Friday, November 12, 2010

The Porch Swing

I just love this picture of my Grandpa on the porch swing. It is very typical of him and shows his strong, proud independence. I seldom remember him sitting down, though; he was a busy man with a 50-acre farm and 10 children and 25 grandchildren. Every time I saw him he was harvesting the garden, putting up hay, feeding livestock, shoeing horses and the like.

I also love the background of the photo: the simple, traditional use of wood in the house; the old screen door, no doubt with a hook latch; the WV vegetation crowding onto the porch from the right; the peg on the wall where Grandpa has hung his coat. The sunshine and the shadow of the photographer (who took it?). A classic.

Monday, November 8, 2010

Chicken Dinner

(Click on photo to enlarge.)

When my grandma fed chickens she would sometimes hold food up in the air and make the chicken jump for it like the one is doing in the picture. Chickens were just part of daily life on our WV farm - they were just always around. Some darn rooster was always cockadoodledooing in the morning and waking me up. Their clucking and squawking was the background for anything going on outside.

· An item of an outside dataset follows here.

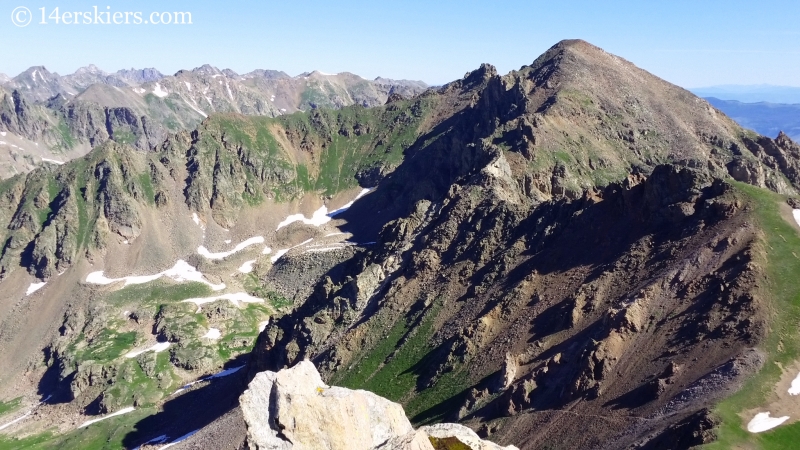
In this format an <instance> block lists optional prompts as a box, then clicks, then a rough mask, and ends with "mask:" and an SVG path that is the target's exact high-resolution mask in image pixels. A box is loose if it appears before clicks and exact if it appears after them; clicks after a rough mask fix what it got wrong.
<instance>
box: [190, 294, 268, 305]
mask: <svg viewBox="0 0 800 450" xmlns="http://www.w3.org/2000/svg"><path fill="white" fill-rule="evenodd" d="M217 300H228V301H230V302H231V303H233V304H234V305H237V306H238V302H242V303H264V299H263V298H258V297H253V296H252V295H250V294H247V293H245V292H237V293H235V294H222V295H218V296H216V297H203V298H190V299H187V300H184V301H183V303H194V304H195V305H197V306H200V305H204V304H206V303H213V302H216V301H217Z"/></svg>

They could fly and sometimes flew over the fence and into the yard surrounding the farmhouse and I had to chase them out. All animals were kept out of the fenced-in yard but had the rest of the 50 acres to wander. I'd go with grandma to feed them each day and also to collect eggs from their nests. In the spring there were soft fuzzy little chicks that I loved to pet and carry around.

The building in the back with the open door is where they'd roost at night on wooden poles up off the ground; the lower half of that building was where they had their nest boxes. They had comfy little wooden boxes about a foot off the floor and filled with hay where they lay their eggs. Sometimes you'd have to sneak eggs out from under a wary hen and she'd peck you on the wrist.

We had chicken practically every Sunday dinner. I would watch Grandpa chop the head off after which the headless chicken would run and flop around for a while (probably why I have nightmares), then Grandma would pluck out the feathers and light a newspaper on fire and singe any down left on the body. Then I'd watch her in the kitchen cutting it open, removing the insides and frying it up. Living off the land!

Wednesday, November 3, 2010

Cemetery Visit

This is my grandma Rose and me (10 years old) in our church cemetery visiting my grandpa's grave. She has some tissue in her hand because she had been crying. She really loved my grandpa and still cried over his grave many years after he was gone. That kind of long-term marriage is almost unheard-of today and I think we've lost something.

It was always a comfort to walk in the cemetery by Alderson Church and see the headstones of my family (both Creasys and Browns). It made me feel near to relatives that were dead and gone. And often a stroll out  to the family graves after church engendered family stories, which I loved. I've always loved a story.